Report on child poverty raises awareness in Georgia
By Etuna Tsotniashvili
Thursday, July 19
Overall poverty in Georgia has decreased, but 77, 000 children under 16 are living in extreme poverty, UNICEF says. A presentation of the UNICEF discussion paper, entitled Georgia: Reducing Child Poverty, was held yesterday and revealed that the number of households below the relative poverty line fell from 24 to 22 percent between 2009 and 2011.
“We have done several studies and have found that the overall situation of children really [has] improved– better health, better education and so on. Though our studies show that poverty has been reduced, including extreme poverty, there are still too many children who live in poverty,” Roenald Monasch, UNICEF Representative in Georgia told The Messenger. “We have also found out that protection mechanisms by the government, pensions, targeted social assistance and social insurance are very powerful– especially pensions, but not enough attention is given to children. So today we are highlighting that children’s poverty should also be reduced as they are the generation of the future,” he added.
Monasch says that additional investment is required to protect the most vulnerable children in Georgia, and says that the primary way to address poverty is to further expand the economy with equal opportunities for all. “The tendency is going down in terms of poverty. Georgia’s economy continues to grow but not everybody benefits from it. So we talk about inclusive growth so that everybody receives the benefits,” he said.
“Despite the fact that the study shows positive tendencies in terms of poverty reduction in Georgia, we all know very well that a lot of families are living beyond the poverty line and they need the government’s support. That is why the pensions are regularly increasing, health insurance packages are being issued and we have special programs for social protection. The study emphasizes that more attention needs to be focused on families where there are children and we the government, will do our best to find more ways in order to assist those children,” Zurab Tschiaberashvili, Minister of Health told the media.

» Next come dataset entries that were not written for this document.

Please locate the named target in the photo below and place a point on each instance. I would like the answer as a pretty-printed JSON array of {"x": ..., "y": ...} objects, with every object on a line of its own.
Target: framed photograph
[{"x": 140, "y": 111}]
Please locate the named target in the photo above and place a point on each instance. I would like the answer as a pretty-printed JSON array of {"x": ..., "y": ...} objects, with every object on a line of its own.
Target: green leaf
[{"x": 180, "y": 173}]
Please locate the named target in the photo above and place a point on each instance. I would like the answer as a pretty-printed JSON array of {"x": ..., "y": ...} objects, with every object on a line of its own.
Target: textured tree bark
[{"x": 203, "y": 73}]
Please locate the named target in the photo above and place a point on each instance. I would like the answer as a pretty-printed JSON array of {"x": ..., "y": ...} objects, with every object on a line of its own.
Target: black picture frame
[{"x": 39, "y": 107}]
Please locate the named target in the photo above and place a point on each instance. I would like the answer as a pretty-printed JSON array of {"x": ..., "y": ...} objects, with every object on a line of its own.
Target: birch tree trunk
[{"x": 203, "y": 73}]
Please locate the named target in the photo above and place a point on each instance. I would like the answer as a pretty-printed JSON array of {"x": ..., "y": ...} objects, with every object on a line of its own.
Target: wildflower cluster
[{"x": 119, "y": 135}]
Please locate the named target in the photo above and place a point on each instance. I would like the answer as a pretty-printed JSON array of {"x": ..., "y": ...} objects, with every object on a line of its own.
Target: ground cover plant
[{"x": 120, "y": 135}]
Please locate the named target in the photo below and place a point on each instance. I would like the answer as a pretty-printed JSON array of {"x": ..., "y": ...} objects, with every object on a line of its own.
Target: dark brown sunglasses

Aaron Greenberg, UNICEF Georgia Child Protection Chief says: “The government of Georgia is committed to social protection in this country. The question is how can these investments they are providing better focus on poor families who are raising children? At the moment, the vast majority of social protection goes to old people. This is fine of course and older people have a right to social protection, we are not challenging pensions, but we are saying that any new initiative has to take children into consideration. Georgia has to invest in its future.”
Public Defender George Tugushi says that it is now a new fact that children are most frequently suffering from poverty. Tugushi has talked about the children living in poor conditions and highlighted that the government should carry out preventive measures to ensure them from further problems. Tugushi has stressed that these children who are those who are physically disabled. According to him, such children need a lot of attention, as this problem in most cases cause the family a financial crisis, as a result of which, children exist in poor conditions.
The discussion paper presents a range of policy options to address child poverty in the next three to five years. In all these policy options (an increase in targeted social assistance benefits, an increase in the number of targeted social assistance beneficiaries and the introduction of universal child benefits), a special focus is made on prioritizing social protection for children. The paper draws upon a larger report, the Well-Being of Children and Their Families in Georgia – Georgia Welfare Monitoring Survey Second Stage 2011, prepared in cooperation with the University of York, United Kingdom and the institute of Social Studies and Analysis of Georgia.